Thanks to the “self-healing” capabilities of an innovative gel, cracks in smart phone screens may soon be a thing of the past.
It seems to be the curse of modern mobile technology that the more expensive a device is, the sooner it falls victim to gravity — resulting in a broken screen. Anyone who has not yet encountered this for themselves will surely know someone who is familiar with the unloved “Spiderman app”. However, an alternative to expensive screen repairs may soon be available.
A team of scientists from the University of Melbourne has developed a 3D printed gel that is able to change form and can even self-repair damage. Dr. Luke Connal from the Melbourne School of Engineering is convinced that 3D printing will revolutionize industrial manufacturing. Until now, however, there has been a lack in particular of materials suitable for producing truly innovative products, says the chemist.
Gel self-repairs damage
It is for this reason that Connal and his team are working on a polymer-based material called 2-hydroxyethylmethacrylate (HEMA), which is used for a variety of applications including contact lenses and false nails. The gel-like substance has a range of properties which are particularly suitable for 3D printing. During the printing process, the material has the viscous consistency of toothpaste. But once printing is complete and the force applied has lessened, its stability increases.
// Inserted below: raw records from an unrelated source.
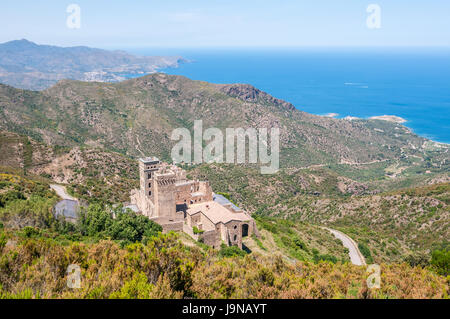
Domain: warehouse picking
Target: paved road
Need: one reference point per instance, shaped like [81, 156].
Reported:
[355, 255]
[61, 191]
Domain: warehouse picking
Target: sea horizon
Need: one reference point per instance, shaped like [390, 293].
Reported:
[343, 82]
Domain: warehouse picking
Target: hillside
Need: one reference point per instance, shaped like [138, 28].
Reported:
[27, 65]
[138, 115]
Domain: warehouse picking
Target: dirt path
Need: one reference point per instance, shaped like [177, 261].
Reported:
[355, 255]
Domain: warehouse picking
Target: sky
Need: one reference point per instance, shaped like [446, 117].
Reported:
[228, 23]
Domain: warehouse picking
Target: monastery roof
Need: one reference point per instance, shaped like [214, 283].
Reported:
[224, 201]
[216, 212]
[150, 159]
[180, 183]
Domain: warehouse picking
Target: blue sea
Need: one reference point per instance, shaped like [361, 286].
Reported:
[412, 83]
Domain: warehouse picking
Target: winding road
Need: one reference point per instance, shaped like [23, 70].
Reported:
[61, 192]
[355, 255]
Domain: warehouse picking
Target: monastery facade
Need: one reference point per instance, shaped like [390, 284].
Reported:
[167, 197]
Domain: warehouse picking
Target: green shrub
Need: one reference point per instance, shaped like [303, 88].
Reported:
[231, 251]
[440, 261]
[365, 251]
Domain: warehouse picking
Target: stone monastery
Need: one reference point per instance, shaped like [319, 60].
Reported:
[167, 197]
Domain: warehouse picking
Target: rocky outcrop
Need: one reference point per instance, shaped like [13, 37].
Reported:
[248, 93]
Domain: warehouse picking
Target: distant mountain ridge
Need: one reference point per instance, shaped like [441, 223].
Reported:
[137, 116]
[27, 65]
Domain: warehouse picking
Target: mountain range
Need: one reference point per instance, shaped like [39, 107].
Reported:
[27, 65]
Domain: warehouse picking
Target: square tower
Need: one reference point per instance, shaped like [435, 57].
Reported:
[147, 168]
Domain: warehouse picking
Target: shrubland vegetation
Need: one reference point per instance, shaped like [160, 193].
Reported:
[128, 257]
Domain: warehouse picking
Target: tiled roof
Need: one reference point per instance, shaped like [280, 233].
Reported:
[67, 208]
[216, 212]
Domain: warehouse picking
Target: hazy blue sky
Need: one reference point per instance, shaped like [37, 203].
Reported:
[211, 23]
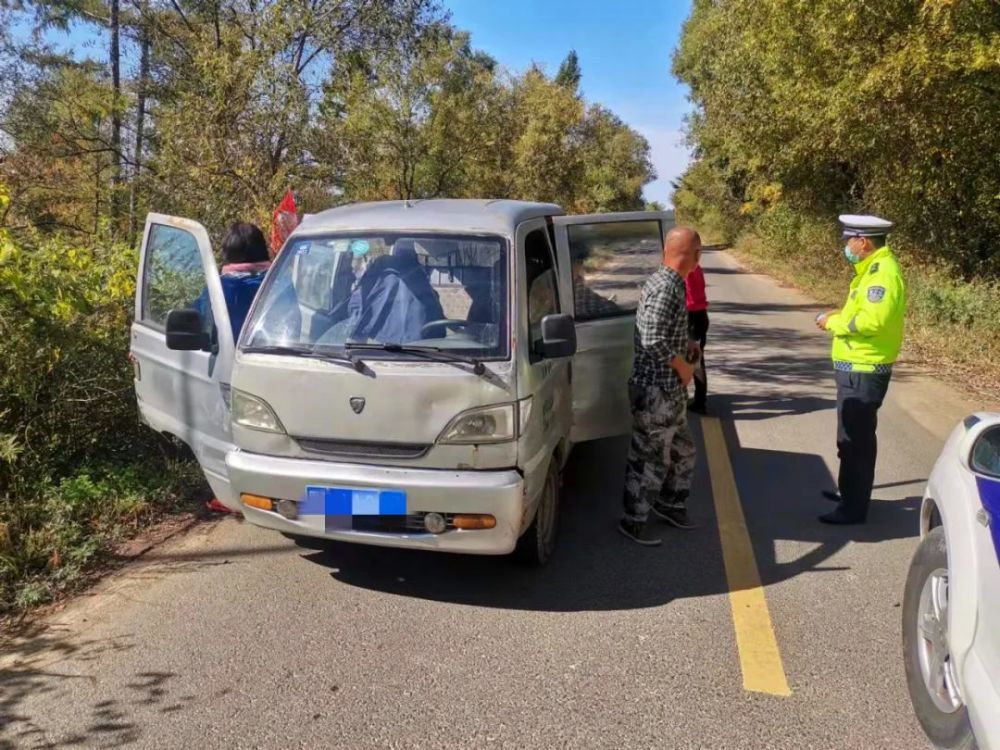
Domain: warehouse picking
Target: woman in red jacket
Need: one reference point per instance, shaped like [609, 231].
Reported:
[697, 304]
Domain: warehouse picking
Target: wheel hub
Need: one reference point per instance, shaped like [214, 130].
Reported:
[936, 665]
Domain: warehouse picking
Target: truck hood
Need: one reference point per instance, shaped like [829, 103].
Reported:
[393, 401]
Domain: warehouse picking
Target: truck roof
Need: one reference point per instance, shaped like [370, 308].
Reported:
[474, 216]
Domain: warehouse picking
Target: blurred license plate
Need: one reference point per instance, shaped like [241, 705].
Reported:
[345, 501]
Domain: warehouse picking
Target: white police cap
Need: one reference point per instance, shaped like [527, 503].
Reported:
[864, 226]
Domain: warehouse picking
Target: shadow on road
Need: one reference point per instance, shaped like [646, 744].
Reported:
[52, 661]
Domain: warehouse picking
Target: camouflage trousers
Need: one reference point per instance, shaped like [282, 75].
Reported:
[661, 457]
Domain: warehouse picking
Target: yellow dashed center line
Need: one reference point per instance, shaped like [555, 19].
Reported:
[760, 659]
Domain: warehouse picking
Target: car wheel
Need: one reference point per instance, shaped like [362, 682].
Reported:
[536, 545]
[930, 669]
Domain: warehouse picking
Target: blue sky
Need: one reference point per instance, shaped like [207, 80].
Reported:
[624, 47]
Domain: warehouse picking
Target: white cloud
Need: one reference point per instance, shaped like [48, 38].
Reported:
[670, 157]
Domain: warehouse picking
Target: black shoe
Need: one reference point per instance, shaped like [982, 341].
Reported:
[634, 531]
[673, 515]
[840, 517]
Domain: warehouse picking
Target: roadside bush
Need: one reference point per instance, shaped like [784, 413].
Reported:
[77, 470]
[952, 323]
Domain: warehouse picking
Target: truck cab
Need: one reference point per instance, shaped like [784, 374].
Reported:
[412, 373]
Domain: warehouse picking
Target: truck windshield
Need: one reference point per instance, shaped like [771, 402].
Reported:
[442, 291]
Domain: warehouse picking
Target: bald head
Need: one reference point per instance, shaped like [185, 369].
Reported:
[682, 250]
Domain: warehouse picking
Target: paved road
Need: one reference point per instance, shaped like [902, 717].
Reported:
[237, 637]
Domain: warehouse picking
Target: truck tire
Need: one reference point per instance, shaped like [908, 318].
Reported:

However, the real innovation is that the polymer—which is similar to organic structures such as our skin—is able to regenerate after sustaining a small amount of damage. This self-healing process is a result of the covalent bonds between individual atoms; the bonds can be broken down and then reformed. In their publication, the researchers confirmed that in 98 percent of test cases, the printed objects were able to self-repair damage such as cracks and fractures and return to their original shape.
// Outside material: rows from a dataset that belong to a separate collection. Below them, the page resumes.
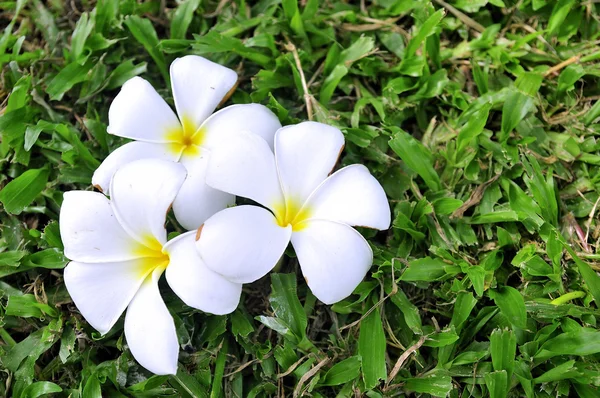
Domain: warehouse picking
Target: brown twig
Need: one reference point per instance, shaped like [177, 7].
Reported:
[563, 64]
[463, 17]
[307, 97]
[308, 375]
[404, 357]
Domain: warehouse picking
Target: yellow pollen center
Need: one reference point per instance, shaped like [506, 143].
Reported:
[185, 139]
[151, 256]
[291, 212]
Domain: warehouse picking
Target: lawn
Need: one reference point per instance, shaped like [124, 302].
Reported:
[480, 118]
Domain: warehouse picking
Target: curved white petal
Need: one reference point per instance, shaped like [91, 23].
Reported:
[305, 154]
[196, 201]
[139, 113]
[141, 195]
[101, 292]
[245, 166]
[351, 196]
[199, 85]
[194, 282]
[150, 329]
[90, 231]
[127, 153]
[223, 125]
[334, 258]
[242, 243]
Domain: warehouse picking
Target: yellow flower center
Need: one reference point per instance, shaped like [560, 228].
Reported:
[151, 256]
[291, 213]
[185, 139]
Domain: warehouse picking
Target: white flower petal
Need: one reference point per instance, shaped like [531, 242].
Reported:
[141, 195]
[101, 292]
[242, 243]
[351, 196]
[196, 201]
[246, 167]
[334, 258]
[90, 230]
[150, 329]
[305, 154]
[127, 153]
[138, 112]
[194, 282]
[199, 85]
[222, 126]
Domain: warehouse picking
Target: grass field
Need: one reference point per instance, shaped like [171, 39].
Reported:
[478, 117]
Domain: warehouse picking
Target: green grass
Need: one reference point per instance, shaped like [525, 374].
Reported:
[479, 119]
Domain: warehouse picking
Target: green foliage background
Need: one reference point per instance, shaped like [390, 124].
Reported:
[479, 118]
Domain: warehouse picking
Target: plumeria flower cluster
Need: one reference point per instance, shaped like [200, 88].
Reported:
[197, 163]
[302, 204]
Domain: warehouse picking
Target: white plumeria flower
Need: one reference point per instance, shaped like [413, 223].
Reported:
[139, 113]
[306, 206]
[119, 250]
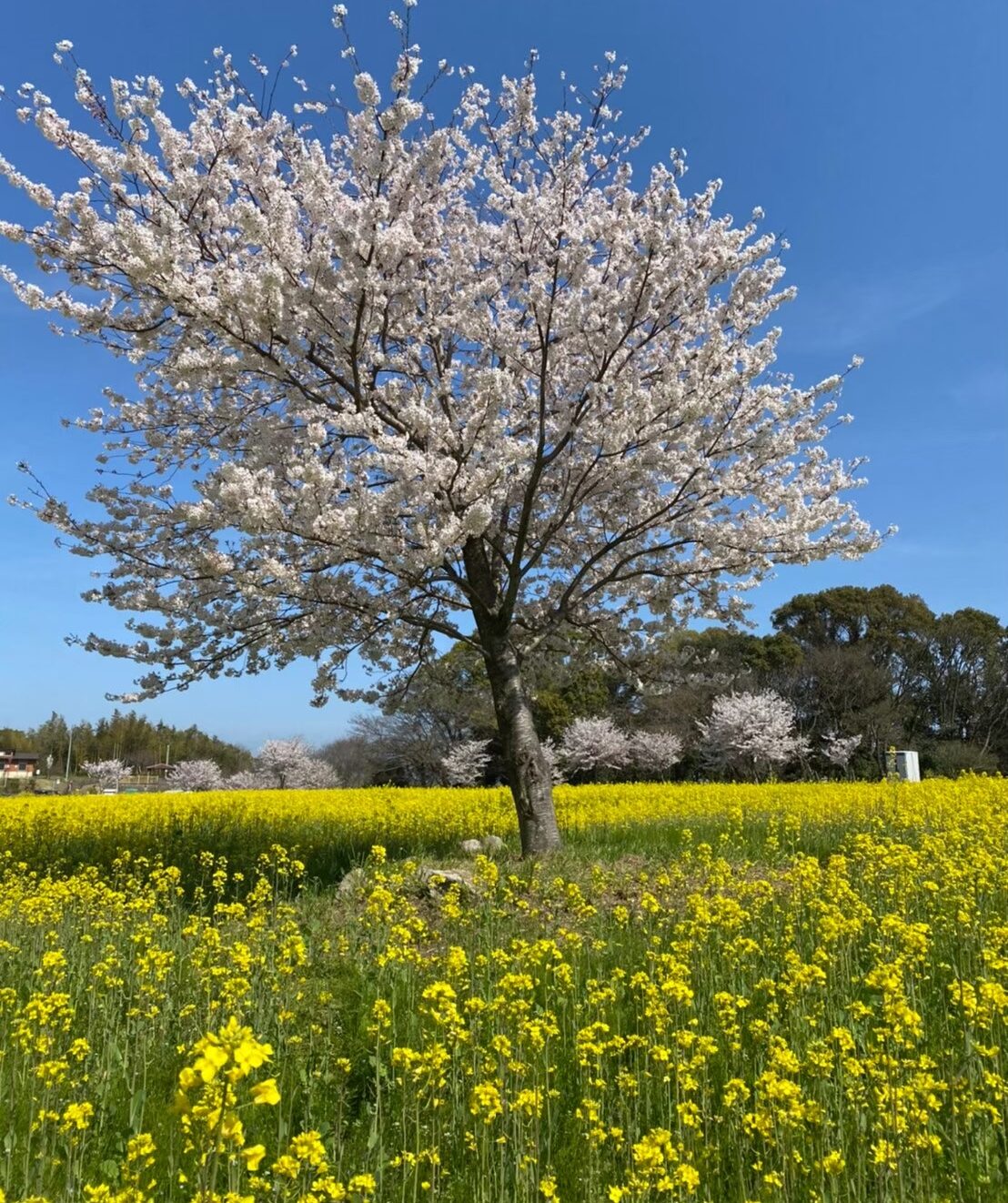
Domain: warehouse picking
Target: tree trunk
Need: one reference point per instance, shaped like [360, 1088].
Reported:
[529, 773]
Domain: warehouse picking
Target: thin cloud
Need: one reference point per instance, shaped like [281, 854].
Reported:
[851, 316]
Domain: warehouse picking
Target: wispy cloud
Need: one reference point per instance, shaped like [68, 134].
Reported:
[850, 316]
Improved protection for expensive devices
Three-dimensional objects of this kind that change form over time could have a wide variety of applications in the future. Connal and his team think that the self-repairing gel has huge potential for protection of high-end products that are subject to heavy usage, for example smart phones, tablets and surfaces on cars. “The service life of products could be significantly extended by coating them with this material,” says Connal.
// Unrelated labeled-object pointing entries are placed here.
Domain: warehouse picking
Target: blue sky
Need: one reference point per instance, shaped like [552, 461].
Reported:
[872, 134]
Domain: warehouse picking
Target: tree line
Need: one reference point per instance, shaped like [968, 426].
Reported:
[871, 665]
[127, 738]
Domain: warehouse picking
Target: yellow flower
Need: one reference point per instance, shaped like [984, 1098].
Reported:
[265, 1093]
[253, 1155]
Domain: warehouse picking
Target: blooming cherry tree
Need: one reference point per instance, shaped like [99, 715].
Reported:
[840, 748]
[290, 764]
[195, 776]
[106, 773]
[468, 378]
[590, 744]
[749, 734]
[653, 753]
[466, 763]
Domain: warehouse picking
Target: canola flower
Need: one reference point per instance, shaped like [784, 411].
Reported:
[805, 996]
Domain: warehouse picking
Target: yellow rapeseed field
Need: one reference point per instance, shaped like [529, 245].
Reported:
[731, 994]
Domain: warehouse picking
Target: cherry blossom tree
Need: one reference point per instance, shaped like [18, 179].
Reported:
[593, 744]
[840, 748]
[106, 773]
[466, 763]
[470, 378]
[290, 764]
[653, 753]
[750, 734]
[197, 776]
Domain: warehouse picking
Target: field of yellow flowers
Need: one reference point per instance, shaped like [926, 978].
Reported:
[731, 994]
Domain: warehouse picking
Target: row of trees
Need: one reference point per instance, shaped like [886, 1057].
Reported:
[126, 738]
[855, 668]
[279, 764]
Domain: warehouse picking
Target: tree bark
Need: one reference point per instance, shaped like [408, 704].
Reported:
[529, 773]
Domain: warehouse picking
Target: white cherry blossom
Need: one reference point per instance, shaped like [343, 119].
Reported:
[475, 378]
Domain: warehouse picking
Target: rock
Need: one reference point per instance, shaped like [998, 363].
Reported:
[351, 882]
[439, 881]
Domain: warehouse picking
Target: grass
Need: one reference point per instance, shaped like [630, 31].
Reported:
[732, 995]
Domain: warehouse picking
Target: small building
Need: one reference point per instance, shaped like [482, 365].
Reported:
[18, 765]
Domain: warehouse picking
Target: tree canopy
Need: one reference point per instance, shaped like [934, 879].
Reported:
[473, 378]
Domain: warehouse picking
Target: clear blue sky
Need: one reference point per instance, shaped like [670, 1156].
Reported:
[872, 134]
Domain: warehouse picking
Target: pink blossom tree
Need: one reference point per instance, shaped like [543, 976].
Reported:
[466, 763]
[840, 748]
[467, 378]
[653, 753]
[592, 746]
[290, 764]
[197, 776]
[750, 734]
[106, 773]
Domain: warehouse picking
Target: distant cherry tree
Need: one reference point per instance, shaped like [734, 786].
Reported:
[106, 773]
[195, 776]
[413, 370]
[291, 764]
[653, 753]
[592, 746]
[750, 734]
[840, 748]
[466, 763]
In the future, mobile device displays could even be manufactured entirely from the gel and be able to self-repair if heat or moisture is applied. The greatest challenge with this, however, is to ensure that the displays’ touchscreen capability is maintained. As this is now an essential feature for both manufacturers and end users, Connal and his colleagues are planning to focus on the development of self-healing coatings — something which is sure to please any smart phone user.